Deborah le puso la mano en el brazo.
– No la habrá -dijo-. De todas maneras, gracias.
– Sí, bueno -dijo él, y le dio un beso en la mejilla. Entonces, antes de que Deborah pudiera apartarse, la cogió de la barbilla y le dio un beso en la boca. Su lengua tocó sus labios, los separó, se entretuvo y se retiró-. He querido hacerlo desde la primera vez que te vi -dijo-. ¿Cómo tuvieron tanta suerte esos chicos ingleses?
Deborah se retiró, pero seguía notando su sabor. Sintió que el corazón le latía con suavidad, rápido y puro. Sin embargo, no sería así si se quedaba un rato más con Cherokee River en la penumbra.
– Los ingleses siempre tenemos suerte -dijo, y lo dejó junto a la puerta.
Quería pensar en ese beso y todo lo que lo había precedido mientras regresaba al hotel. Así que no regresó directamente, sino que bajó Constitution Steps y se dirigió hacia High Street.

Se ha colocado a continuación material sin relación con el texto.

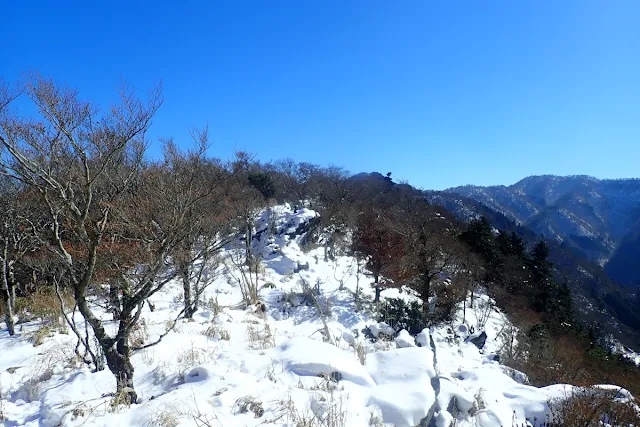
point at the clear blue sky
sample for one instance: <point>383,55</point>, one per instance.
<point>441,93</point>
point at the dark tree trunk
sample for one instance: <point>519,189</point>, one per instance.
<point>378,288</point>
<point>425,290</point>
<point>114,301</point>
<point>5,295</point>
<point>119,363</point>
<point>188,298</point>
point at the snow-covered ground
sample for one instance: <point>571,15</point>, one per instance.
<point>287,366</point>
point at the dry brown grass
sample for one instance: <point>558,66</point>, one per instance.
<point>594,407</point>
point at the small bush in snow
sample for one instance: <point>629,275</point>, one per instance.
<point>594,407</point>
<point>360,350</point>
<point>167,417</point>
<point>260,336</point>
<point>139,334</point>
<point>190,358</point>
<point>43,332</point>
<point>400,314</point>
<point>214,306</point>
<point>249,404</point>
<point>217,332</point>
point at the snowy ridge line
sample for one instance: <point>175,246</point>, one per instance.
<point>239,366</point>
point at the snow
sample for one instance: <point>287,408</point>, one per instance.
<point>235,366</point>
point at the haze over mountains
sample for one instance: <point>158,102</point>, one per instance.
<point>598,219</point>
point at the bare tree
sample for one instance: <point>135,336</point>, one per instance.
<point>432,247</point>
<point>18,237</point>
<point>380,246</point>
<point>198,186</point>
<point>82,163</point>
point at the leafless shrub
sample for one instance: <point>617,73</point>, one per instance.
<point>593,407</point>
<point>260,336</point>
<point>217,332</point>
<point>248,404</point>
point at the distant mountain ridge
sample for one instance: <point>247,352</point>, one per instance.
<point>597,218</point>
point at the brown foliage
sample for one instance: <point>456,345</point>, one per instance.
<point>592,407</point>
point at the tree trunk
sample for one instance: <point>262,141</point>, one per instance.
<point>119,363</point>
<point>7,306</point>
<point>425,291</point>
<point>188,299</point>
<point>114,301</point>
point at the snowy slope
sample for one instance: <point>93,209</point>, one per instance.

Había muy poca gente por la calle. Las tiendas estaban cerradas, y los restaurantes estaban más adelante, hacia Le Pollet. Tres personas hacían cola en el cajero de Cherokee delante de un Nat West, y un grupo de cinco chicos adolescentes compartían una ruidosa conversación de móvil que resonaba en los edificios de la estrecha calle. Un gato delgaducho subió los escalones del muelle y salió corriendo, avanzando por delante de una zapatería mientras cerca, en alguna parte, un perro ladraba ferozmente y la voz de un hombre lo mandaba callar.

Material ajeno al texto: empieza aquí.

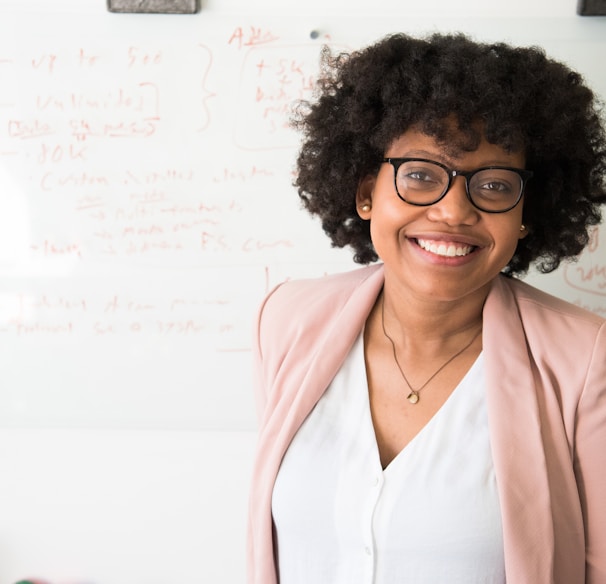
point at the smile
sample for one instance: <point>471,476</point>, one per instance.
<point>445,249</point>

Donde High Street giraba hacia la derecha y se convertía en Le Pollet, descendiendo hacia el puerto en una pendiente de adoquines pulcramente colocados, Smith Street marcaba un pasadizo colina arriba. Deborah torció ahí y empezó a subir, pensando en cómo los acontecimientos podían dar un giro radical en tan sólo doce horas. Lo que había comenzado con preocupación y creciente desesperación había acabado en jolgorio, también en confesión. No obstante, lo descartó rápidamente. Sabía que las palabras de Cherokee eran fruto de la satisfacción eufórica del momento, de experimentar la libertad que a punto había estado de perder. Nada que se dijera en pleno júbilo podía tomarse en serio.

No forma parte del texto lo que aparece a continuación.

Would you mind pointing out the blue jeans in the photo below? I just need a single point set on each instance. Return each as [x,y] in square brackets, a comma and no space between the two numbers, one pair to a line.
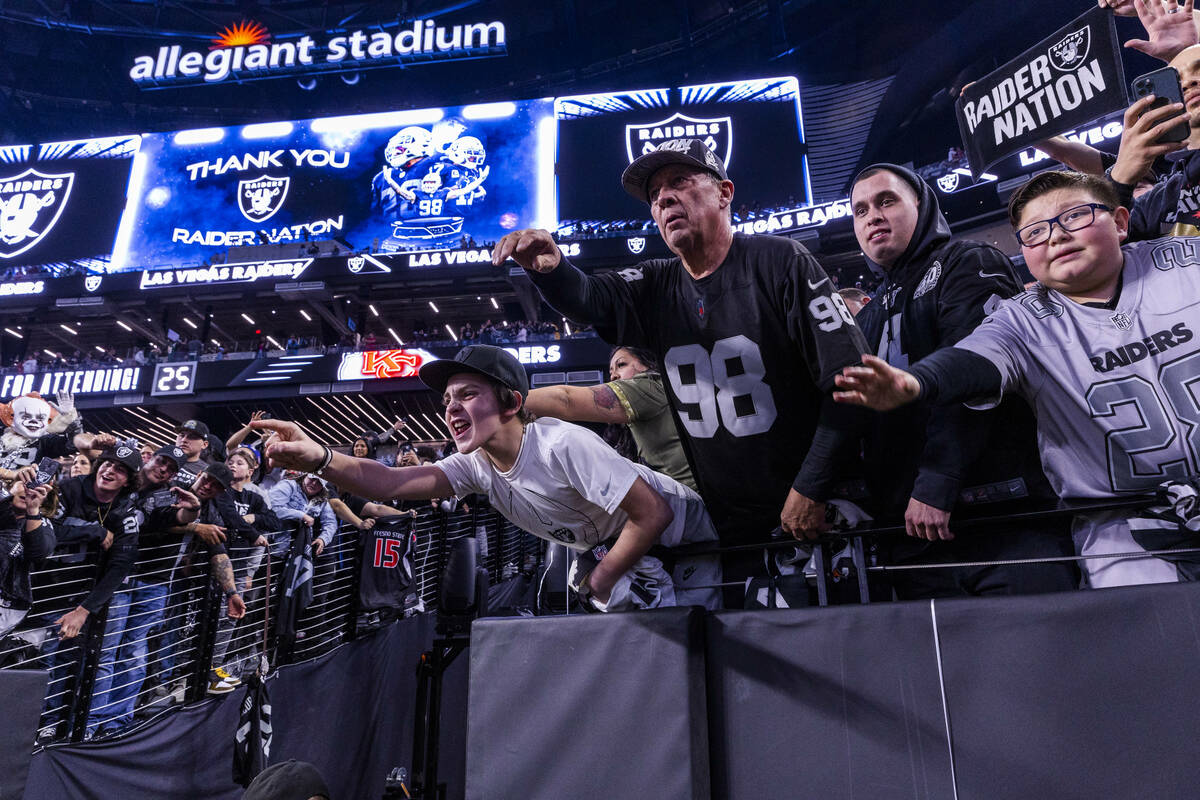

Sin embargo, el beso… Sí podía tomárselo en serio, interpretarlo por lo que era: un simple beso, nada más. Le había gustado la sensación. Más aún, le había gustado la emoción. Pero tuvo la prudencia de no confundir la emoción con otra cosa. Y no sentía deslealtad a Simón ni tampoco culpa. Al fin y al cabo, sólo había sido un beso.
Sonrió al revivir los momentos que lo habían precedido. Esa alegría infantil siempre había sido una característica del hermano de China. Este intervalo en Guernsey había sido una excepción en sus treinta y tres años de edad, no la regla.
Ahora los hermanos podían reanudar sus viajes o regresar a casa. En cualquier caso, se llevaban una parte de Deborah con ellos, la niña que se había convertido en mujer en los tres años que pasó en California. Sin duda, Cherokee seguiría exasperando a su hermana y China seguiría frustrando a su hermano. Seguirían discutiendo como lo harían dos personalidades complejas. Pero al final siempre acabarían juntos. Así eran los hermanos.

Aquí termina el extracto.